Describing the situation in Egypt as possessing “quite an interesting model”, Manikis says: “We’ve got Egyptians selling to Egyptians in Egypt, so it’s a very homogenous local market.” He goes on to add that despite the occasional geopolitical hiccups erupting in the region, the Egyptian market has actually proven to be “very resilient”.
According to Manikis, the product’s reliability during challenging times is one reason why large hospitality companies like to have a vacation ownership arm. “In general, we are a very resilient product. No matter what the geopolitical climate may be in any given region, timeshare owners will always feel their timeshare units are home. That’s why you see all the big hospitality companies have a vacation ownership concept, for example, Disney, Marriott, etc. Everybody is involved in this space. Why? Because timeshare is a very resilient product.That product provides a lot of cashflow and brands can create a very strong sense of loyalty among members, resulting in repeat business and a steady income.”

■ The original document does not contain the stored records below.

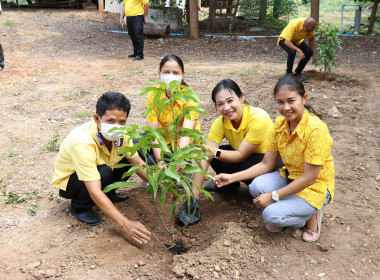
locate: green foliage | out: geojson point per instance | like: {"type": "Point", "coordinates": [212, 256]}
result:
{"type": "Point", "coordinates": [52, 145]}
{"type": "Point", "coordinates": [328, 43]}
{"type": "Point", "coordinates": [166, 181]}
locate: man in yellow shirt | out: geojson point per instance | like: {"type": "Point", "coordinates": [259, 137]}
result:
{"type": "Point", "coordinates": [292, 41]}
{"type": "Point", "coordinates": [85, 165]}
{"type": "Point", "coordinates": [136, 12]}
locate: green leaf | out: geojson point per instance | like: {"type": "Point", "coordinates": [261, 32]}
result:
{"type": "Point", "coordinates": [118, 185]}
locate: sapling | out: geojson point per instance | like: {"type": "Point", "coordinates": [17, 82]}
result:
{"type": "Point", "coordinates": [166, 180]}
{"type": "Point", "coordinates": [328, 43]}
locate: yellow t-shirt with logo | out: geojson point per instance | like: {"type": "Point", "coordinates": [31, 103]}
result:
{"type": "Point", "coordinates": [81, 152]}
{"type": "Point", "coordinates": [165, 117]}
{"type": "Point", "coordinates": [134, 7]}
{"type": "Point", "coordinates": [255, 127]}
{"type": "Point", "coordinates": [294, 32]}
{"type": "Point", "coordinates": [310, 142]}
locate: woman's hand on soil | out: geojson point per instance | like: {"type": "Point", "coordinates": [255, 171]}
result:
{"type": "Point", "coordinates": [222, 179]}
{"type": "Point", "coordinates": [263, 200]}
{"type": "Point", "coordinates": [136, 231]}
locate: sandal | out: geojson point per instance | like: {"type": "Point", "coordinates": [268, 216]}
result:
{"type": "Point", "coordinates": [310, 235]}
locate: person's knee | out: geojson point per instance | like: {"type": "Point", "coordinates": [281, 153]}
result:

“We are a segment of the hospitality sector that is not widely known but we provide comfort to a lot of these big brands,” Manikis asserts.
When questioned about potential barriers to entry and development in the Middle East, Manikis cites the current lack of legislation, the need for more diverse quality products as well as growth in disposable income and destination airlift.
“You need a market that is thriving, lots of people with disposable incomes, and you need the airlift,” he says, continuing: “We have a saying in the hospitality business in general: follow the plane. Where the plane lands, there will be buyers. Let’s say you have the best products in the world but nobody flies there.What are you going to do?”
While qualifying that in other parts of the world, the timeshare exchange concept has expanded, from solely targeting families in the past and now catering to diverse segments, with millennials and couples buying timeshares and signing up for an exchange network, Manikis concedes that in the Middle East, families, especially middle-class families, still comprise the predominant customer base. He is particularly enthused about Dubai’s transformation as a tourism destination, with its emphasis on family-friendly attractions and affordable accommodation.
On the buy-side in the Middle East, Manikis cites RCI’s partnerships with companies such as India’s Mahindra conglomerate as particularly successful in targeting non-resident Indians, as well as Arabian Falcon Holidays, which he credits with an effective sales presence for timeshare projects in Dubai as well as elsewhere in the region and overseas.
On the supply-side, Mainkis circles back to the earlier question pertaining to barriers to entry and development and brings up the regulatory environment (or lack of) for the sector in Dubai.
“Once you’ve got the legislation, once you’ve got the rules, for sure all the big players, Emaar, Damac, all these real estate players will want to come in and say, ‘you know what? It’s time to look at timeshare as an option’,” he says.
He points out: “All this supply is coming into the market, for which you have to find alternative products: fractional use, vacation ownership, condo hotels. I think in this market, every single concept within the hospitality industry will have a role to play. One size does not fit all. As the destination matures, products also need to diversify.”